# Noetherian local ring is Artinian iff maximal ideal is nilpotent

I am browsing through some old lecture notes, and I am trying to prove the following:

Let $$A$$ be a Noetherian local ring with maximal ideal $$\mathfrak m$$. Show that the following are equivalent:

(a) $$\mathfrak m^{q}=0$$ for some $$q\in \mathbb N.$$

(b) $$A$$ is Artinian.

I am only interested in $$(a)\implies (b)$$. So suppose that $$I_0 \supset I_1 \supset \cdots$$ is a descending chain of ideals. One is easily able to show that there exists an $$n_0$$, such that:

$$\dfrac{I_n\cap \mathfrak m^r}{I_n\cap \mathfrak m^{r+1}}=\dfrac{I_{n+1}\cap \mathfrak m^r}{I_{n+1}\cap \mathfrak m^{r+1}}, \forall n\ge n_0,r.$$

Now the proof claims that, the following chain of inclusions holds:

$$I_{n}\subset I_{n+1}+(I_n\cap \mathfrak m)\subset I_{n+1}+(I_n\cap \mathfrak m^2)\subset \cdots \subset I_{n+1}+(I_n\cap \mathfrak m^q)=I_{n+1}\forall n\ge n_0,$$

but I don't understand why this is true and I need some help here.

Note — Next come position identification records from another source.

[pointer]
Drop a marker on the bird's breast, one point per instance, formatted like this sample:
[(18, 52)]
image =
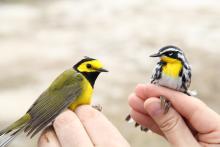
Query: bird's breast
[(85, 97)]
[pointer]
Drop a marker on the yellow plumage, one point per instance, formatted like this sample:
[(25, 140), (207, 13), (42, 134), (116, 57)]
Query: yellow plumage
[(172, 67), (85, 97)]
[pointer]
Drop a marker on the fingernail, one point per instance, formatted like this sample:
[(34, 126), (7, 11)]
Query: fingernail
[(154, 109)]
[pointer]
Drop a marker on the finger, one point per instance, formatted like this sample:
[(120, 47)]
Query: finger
[(211, 138), (136, 103), (171, 124), (48, 138), (146, 121), (70, 131), (141, 92), (194, 110), (100, 130)]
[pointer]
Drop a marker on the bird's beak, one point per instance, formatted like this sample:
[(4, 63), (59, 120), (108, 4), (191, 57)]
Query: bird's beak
[(155, 55), (102, 70)]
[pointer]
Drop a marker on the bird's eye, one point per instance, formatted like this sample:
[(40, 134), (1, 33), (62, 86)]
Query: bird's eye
[(170, 54), (88, 65)]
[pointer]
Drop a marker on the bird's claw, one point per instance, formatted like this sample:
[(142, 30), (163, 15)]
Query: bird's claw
[(97, 107), (165, 104)]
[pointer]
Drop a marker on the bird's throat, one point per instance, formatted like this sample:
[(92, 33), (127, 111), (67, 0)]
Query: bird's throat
[(91, 77)]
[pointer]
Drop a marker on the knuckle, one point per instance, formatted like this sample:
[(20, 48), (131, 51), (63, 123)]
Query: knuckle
[(169, 124)]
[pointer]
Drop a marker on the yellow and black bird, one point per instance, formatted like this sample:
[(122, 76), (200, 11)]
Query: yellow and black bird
[(172, 71), (72, 88)]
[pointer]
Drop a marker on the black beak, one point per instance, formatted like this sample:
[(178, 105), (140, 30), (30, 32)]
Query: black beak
[(155, 55), (102, 70)]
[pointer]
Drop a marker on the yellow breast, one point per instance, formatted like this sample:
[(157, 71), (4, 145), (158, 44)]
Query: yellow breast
[(85, 97), (172, 69)]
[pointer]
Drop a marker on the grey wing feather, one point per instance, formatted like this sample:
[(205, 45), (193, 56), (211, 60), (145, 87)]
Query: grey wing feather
[(186, 78), (49, 105)]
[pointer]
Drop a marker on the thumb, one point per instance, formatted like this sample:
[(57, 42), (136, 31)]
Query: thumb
[(171, 124)]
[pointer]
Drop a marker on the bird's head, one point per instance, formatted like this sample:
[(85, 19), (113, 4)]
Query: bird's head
[(90, 68), (170, 54), (89, 65)]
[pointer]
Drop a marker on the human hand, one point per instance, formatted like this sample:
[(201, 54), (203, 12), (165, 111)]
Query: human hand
[(86, 127), (189, 122)]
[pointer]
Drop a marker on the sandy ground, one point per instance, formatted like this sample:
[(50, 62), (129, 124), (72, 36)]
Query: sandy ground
[(38, 40)]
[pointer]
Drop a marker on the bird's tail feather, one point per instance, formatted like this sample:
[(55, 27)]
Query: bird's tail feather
[(9, 133), (5, 139)]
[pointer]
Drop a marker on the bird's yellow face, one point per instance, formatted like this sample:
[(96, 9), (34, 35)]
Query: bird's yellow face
[(169, 59), (91, 66)]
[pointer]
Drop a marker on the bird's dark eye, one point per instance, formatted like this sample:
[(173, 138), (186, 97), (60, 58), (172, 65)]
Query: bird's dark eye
[(88, 65), (170, 54)]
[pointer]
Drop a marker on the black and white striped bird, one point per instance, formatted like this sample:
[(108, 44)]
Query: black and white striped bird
[(172, 71)]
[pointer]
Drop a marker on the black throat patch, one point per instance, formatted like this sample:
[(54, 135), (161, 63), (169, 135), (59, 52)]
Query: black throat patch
[(91, 77)]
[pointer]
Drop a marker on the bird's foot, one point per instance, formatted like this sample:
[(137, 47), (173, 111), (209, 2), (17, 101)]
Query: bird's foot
[(97, 107), (165, 104)]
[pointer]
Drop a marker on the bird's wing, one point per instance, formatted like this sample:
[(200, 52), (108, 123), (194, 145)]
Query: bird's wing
[(157, 72), (64, 90), (186, 78)]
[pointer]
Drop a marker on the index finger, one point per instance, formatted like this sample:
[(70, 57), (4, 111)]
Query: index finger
[(194, 110), (100, 130)]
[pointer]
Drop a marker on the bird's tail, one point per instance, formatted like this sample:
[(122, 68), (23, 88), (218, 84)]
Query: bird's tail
[(9, 133)]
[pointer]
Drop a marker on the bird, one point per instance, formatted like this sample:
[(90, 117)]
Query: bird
[(172, 71), (70, 89)]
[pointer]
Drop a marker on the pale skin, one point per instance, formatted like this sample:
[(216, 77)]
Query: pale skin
[(200, 128), (89, 127), (86, 127)]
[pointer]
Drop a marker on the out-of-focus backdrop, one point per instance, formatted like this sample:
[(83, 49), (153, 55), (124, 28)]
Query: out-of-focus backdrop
[(40, 39)]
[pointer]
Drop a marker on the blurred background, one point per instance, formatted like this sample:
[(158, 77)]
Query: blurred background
[(40, 39)]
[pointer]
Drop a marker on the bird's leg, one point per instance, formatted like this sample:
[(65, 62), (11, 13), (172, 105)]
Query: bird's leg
[(165, 104), (97, 107), (129, 119)]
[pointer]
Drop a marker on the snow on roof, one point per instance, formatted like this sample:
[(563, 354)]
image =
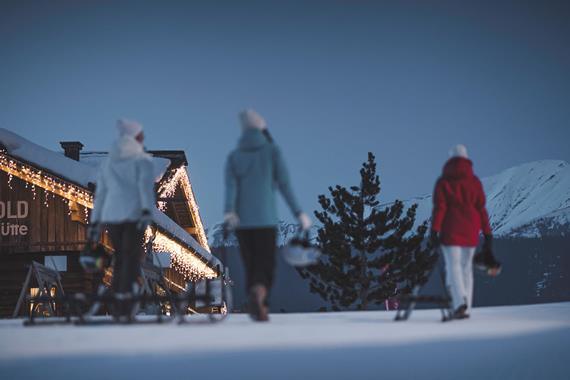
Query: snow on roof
[(83, 173), (95, 159), (179, 233), (69, 169)]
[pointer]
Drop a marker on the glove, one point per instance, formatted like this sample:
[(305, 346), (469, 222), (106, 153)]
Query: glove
[(488, 244), (304, 221), (144, 221), (94, 232), (231, 220), (434, 239)]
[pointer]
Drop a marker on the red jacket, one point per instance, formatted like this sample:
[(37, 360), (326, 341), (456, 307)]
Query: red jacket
[(459, 212)]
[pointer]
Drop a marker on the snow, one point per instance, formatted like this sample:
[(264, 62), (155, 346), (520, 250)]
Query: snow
[(71, 170), (85, 172), (169, 225), (522, 200), (80, 172), (95, 159), (517, 342)]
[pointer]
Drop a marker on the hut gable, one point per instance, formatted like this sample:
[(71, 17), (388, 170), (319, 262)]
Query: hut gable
[(178, 229)]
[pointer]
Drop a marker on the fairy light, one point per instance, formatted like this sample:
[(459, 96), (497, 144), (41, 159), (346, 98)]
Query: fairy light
[(184, 260), (45, 181), (167, 190)]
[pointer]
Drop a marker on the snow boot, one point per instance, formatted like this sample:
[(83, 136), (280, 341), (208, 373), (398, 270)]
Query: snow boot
[(257, 309), (486, 262), (461, 312)]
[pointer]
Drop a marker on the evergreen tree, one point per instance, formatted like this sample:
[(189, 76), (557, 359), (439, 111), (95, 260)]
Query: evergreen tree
[(370, 252)]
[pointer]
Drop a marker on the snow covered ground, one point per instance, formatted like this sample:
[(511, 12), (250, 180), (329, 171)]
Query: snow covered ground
[(517, 342)]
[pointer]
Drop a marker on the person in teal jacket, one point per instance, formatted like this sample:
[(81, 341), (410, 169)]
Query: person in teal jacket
[(254, 171)]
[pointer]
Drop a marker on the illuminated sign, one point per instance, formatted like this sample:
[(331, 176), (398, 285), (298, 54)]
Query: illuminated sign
[(13, 210)]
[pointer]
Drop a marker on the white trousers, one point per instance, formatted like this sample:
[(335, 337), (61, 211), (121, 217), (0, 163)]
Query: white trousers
[(459, 274)]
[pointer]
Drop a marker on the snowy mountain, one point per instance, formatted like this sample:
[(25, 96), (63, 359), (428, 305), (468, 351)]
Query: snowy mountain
[(530, 200)]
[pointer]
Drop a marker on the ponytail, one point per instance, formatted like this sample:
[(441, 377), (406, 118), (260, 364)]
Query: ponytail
[(267, 135)]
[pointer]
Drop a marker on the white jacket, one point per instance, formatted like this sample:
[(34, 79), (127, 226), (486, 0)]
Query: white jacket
[(125, 185)]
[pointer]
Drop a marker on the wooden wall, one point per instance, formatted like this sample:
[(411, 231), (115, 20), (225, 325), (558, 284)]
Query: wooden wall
[(51, 231)]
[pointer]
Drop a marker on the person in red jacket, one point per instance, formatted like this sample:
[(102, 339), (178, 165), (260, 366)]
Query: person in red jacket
[(459, 215)]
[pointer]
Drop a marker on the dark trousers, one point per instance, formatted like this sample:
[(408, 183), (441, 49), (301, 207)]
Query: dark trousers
[(257, 247), (128, 243)]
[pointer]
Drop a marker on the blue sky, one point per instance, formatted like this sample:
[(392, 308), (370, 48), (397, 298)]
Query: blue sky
[(334, 79)]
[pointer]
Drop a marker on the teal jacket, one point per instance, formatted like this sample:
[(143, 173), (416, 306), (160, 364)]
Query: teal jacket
[(253, 172)]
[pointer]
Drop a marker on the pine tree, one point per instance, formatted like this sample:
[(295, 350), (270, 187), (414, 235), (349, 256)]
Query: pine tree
[(370, 252)]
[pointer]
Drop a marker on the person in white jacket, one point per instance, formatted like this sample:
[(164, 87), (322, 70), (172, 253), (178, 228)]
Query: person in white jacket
[(124, 200)]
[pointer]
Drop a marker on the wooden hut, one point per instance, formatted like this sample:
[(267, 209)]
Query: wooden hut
[(45, 201)]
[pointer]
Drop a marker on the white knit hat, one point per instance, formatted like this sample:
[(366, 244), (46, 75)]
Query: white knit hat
[(458, 151), (251, 119), (128, 127)]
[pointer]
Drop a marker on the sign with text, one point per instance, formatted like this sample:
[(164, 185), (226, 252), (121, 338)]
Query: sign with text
[(11, 214)]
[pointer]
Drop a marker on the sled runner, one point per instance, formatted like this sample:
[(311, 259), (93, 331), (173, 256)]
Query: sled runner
[(80, 309), (443, 302)]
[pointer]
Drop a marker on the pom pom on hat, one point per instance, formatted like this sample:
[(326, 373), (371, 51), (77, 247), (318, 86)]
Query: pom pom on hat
[(128, 127), (458, 151), (251, 119)]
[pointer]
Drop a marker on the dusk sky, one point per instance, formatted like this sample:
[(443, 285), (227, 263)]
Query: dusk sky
[(334, 79)]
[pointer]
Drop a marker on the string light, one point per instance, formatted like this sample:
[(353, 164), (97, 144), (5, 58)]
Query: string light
[(184, 260), (187, 263), (167, 190), (45, 181)]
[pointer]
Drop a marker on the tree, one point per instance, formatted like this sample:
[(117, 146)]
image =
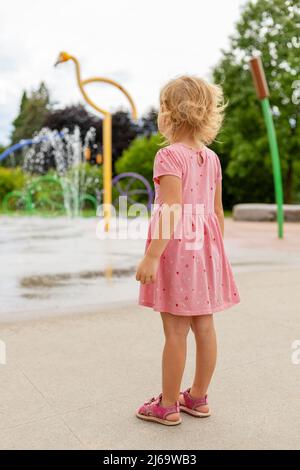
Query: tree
[(33, 109), (272, 28)]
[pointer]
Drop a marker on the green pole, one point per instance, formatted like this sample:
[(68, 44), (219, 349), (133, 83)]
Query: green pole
[(275, 162)]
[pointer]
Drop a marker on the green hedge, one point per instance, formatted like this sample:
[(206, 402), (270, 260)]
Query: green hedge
[(11, 179), (140, 155)]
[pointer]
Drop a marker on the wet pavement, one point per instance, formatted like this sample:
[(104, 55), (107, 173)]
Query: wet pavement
[(52, 265)]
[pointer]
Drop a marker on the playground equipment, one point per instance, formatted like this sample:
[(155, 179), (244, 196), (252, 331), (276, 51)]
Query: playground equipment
[(66, 190), (262, 91), (107, 127)]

• Take $r=0$ to get the first inclusion, take $r=1$ to get second etc. For example, with $r=0$, you have $\frac{I_n}{I_n\cap\mathfrak{m}}=\frac{I_{n+1}}{I_{n+1}\cap\mathfrak{m}}$, which translates into the first inclusion. Apr 9, 2016 at 22:33
• Note that the result may be stated in a stronger way: a Noetherian ring is Artin local if and only if there is a nilpotent maximal ideal. Apr 9 at 8:45

The equality you mentioned comes from the inclusion $$\frac{I_{n+1}\cap\mathfrak m^r}{I_{n+1}\cap\mathfrak m^{r+1}}\subseteq\frac{I_n\cap\mathfrak m^r}{I_n\cap\mathfrak m^{r+1}},$$ so for $$x\in I_n\cap\mathfrak m^r$$ there is $$y\in I_{n+1}\cap\mathfrak m^r$$ such that $$x-y\in I_n\cap\mathfrak m^{r+1}$$. This shows that $$I_n\cap\mathfrak m^r\subseteq I_{n+1}\cap\mathfrak m^r+I_n\cap\mathfrak m^{r+1}$$. Now consider $$r=0$$, then $$r=1$$, and so on.
Edit. In order to give a full proof of $$(a)\implies(b)$$ let me mention that for each $$n,r\ge 0$$ $$\frac{I_n\cap\mathfrak m^r}{I_n\cap\mathfrak m^{r+1}}$$ is a finitely generated $$R/\mathfrak m$$-vector space, and therefore there is no such strictly descending chain.